Assignment Guideline
This assignment consists of a series of questions that require individual answers. Carefully follow the instructions provided below to ensure successful completion:
• Read the instructions thoroughly before proceeding to answer the questions.
• Respond to each question separately and in the same order as they appear in this instruction.
• Number the questions clearly.
• The submission format should be a single “Markdown” file containing both your code and appropriate documentation for each response.
• Present each question in your Markdown file followed by the corresponding code for your answer (check the screenshot below).
• Enhance clarity by using proper documentation and comments in your code.
• Submit a single file that encompasses all the questions.
• QuehThe attached screenshot is a sample of a proper markdown file. Please ensure your submission adheres to the following format:
Answer the following Questions using the nycflights13 dataset that was used in “week 2” lecture note. This dataset encompasses details of over 330,000 flights departed from the primary New York airports—JFK, LGA, and EWR—to 105 distinct destinations during the year 2013. The dataset offers 19 different attributes about the flights which are briefly explained below. For more information, look up the dataset’s documentation.
• year, month, day: Date of Departure
• dep_time, arr_time: actual departure and arrival times. They are written in the format of HHMM. For example, 554 means 5:54 AM, and 1354 means 1:54 PM.
• sched_dep_time, sched_arr_time: scheduled departure and arrival times. They are written in the format of HHMM.
• dep_delay, arr_delay: departure and arrival delays, in minutes. Negative time means early departures/arrivals.
• carrier: Two letter carrier abbreviations. It represents the name of the airline.
• flight: Flight Number.
• talinum: plain tail number.
• origin, dest: Origin and destination of the flights. The origin is one of the three airports in New York. The destination can be any of the 105 listed airports in the dataset.
• air_time: amount of time spent in the air, in minutes.
• distance: distance between the destination and origin airports, in miles.
Questions
Question 1.1. Which 3 carriers have the highest average departure delay? (Calculate the average departure delay of all carriers and print the name of the top three along with their corresponding average delay value).
Question 1.2. What is the average departure delay of each of these three carriers in every month? (Calculate the average departure delay of the top three carriers (from Q1.1) per month. Store the results of each carrier in a separate vector. Create a new table by putting these three vectors side-by-side (use mutate) and print the table).
Question 1.3. Which three months have the highest average departure delay? (Calculate the average departure delay for each month and print the top three months with their corresponding average departure value.)
Question 1.4. Which carriers (Airlines) offer flights from all three airports (JFK, LGA, EWR) (Find the list of the unique carriers in each airport (using the unique () function). Then find the common names of the carriers which appear in the list of all three airports).

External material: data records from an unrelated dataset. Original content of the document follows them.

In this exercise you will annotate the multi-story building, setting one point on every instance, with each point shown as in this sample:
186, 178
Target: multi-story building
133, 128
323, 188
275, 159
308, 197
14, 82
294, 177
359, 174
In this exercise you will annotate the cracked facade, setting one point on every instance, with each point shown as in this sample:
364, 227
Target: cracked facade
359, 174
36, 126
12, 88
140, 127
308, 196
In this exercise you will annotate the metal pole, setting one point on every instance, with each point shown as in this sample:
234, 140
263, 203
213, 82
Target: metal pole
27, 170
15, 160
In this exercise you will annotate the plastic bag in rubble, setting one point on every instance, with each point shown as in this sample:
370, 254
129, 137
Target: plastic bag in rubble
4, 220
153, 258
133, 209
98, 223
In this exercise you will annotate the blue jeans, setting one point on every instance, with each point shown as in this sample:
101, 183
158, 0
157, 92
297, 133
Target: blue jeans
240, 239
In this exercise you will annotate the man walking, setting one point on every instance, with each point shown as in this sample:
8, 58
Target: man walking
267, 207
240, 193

Question 1.5. What are the top three destinations with the lowest average departure delay? (Calculate the average delay based on the destinations and print the top three with lowest delay along with their corresponding average delay values).
Question 1.6. Suppose you want to fly from New York to Tamp Florida (TPA). Which airport is expected to have the lowest average delay? Which carrier has the lowest delay? Finally, if you were to select a carrier from one of the three airports with the lowest average flight delay for trips to Tampa, which carrier and airport would you choose? (The “Dest” code for Tampa is “TPA”. Filter your dataset based on the destination and keep those with TPA as the destination. Calculate the average delay from each airport to Tampa. For the second question, calculate the average delay from New York (irrespective of the airport) to Tampa with respect to the carriers. For the final question, you need to first filter your data based on the destination and keep TPA. Then group the remaining dataset with respect to carrier and origin. Pick the carrier and the airport with the lowest average delay.)

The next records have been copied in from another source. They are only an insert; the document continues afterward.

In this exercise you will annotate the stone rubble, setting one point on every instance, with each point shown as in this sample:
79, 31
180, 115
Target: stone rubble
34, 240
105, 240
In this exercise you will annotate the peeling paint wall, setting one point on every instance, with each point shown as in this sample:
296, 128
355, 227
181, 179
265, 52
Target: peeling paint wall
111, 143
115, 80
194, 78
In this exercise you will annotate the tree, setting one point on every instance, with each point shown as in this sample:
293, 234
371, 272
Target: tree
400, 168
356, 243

Question 1.7. Assuming a penalty of $1000 for each delay exceeding 30 minutes, how much penalty has each of the three airports paid due to flight delays per month? Which airline has caused the highest penalty to JFK? (Filter your dataset to keep only those rows in which the delay is more than 30 minutes. Group your dataset by month and airport. Count the number of such delays per airport per month and multiply the results by 1000).
Question 1.8. Imagine an investigator needs a list of all flights departed from JFK between 5:30 AM and 11:00 AM from March 11 to March 21. Generate a list that contains these flights. Furthermore, identify the destination to which the highest number of flights were destined. (Filter your dataset based on the specified date and time. Filter the new dataset to keep JFK as the origin. Finally count the number of flights to different destinations and keep the one with highest number of flights.)

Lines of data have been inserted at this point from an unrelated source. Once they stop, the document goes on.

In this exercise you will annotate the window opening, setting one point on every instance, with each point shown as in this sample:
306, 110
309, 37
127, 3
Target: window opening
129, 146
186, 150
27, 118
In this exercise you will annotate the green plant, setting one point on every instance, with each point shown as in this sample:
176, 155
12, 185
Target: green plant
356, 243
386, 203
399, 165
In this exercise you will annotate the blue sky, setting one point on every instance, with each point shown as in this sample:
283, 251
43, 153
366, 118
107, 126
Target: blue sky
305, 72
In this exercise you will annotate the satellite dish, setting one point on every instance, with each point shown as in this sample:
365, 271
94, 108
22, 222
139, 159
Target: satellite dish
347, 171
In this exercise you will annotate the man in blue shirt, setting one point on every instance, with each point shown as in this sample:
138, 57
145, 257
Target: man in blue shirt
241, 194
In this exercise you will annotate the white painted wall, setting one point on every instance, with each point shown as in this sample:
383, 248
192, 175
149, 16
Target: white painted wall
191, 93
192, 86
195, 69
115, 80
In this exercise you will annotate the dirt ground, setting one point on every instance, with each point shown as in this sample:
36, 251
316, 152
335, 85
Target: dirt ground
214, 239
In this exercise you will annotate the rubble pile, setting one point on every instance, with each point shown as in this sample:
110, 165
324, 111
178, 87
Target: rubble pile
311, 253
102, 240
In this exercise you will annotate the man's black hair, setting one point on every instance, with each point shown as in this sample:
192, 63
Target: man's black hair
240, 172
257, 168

Question 1.9. Use bar charts to plot the distribution of the distance between each airport (origin) and all destinations. (You should have three separate bar charts, one for each origin (airport). You can generate three separate datasets, one for each airport). Is there a meaningful difference in the patterns of these three bar charts? Why?
Question 1.10. Consider a scenario in which an airline is obligated to pay a tax of $1 for each mile of flight. Calculate the total tax that United Airlines (UA) has paid per month. Additionally, plot the tax amount for each destination for UA. (To calculate the tax per flight for UA, filter the dataset and keep the records belonging to UA. Then create a new column for the Tax amount per flight using the distance columns and the tax rate. Then calculate the average tax per month. For the visualization purpose, use a scatterplot in which the y-axis is the tax amount per flight (as calculated above), and on the X axis is the destinations.)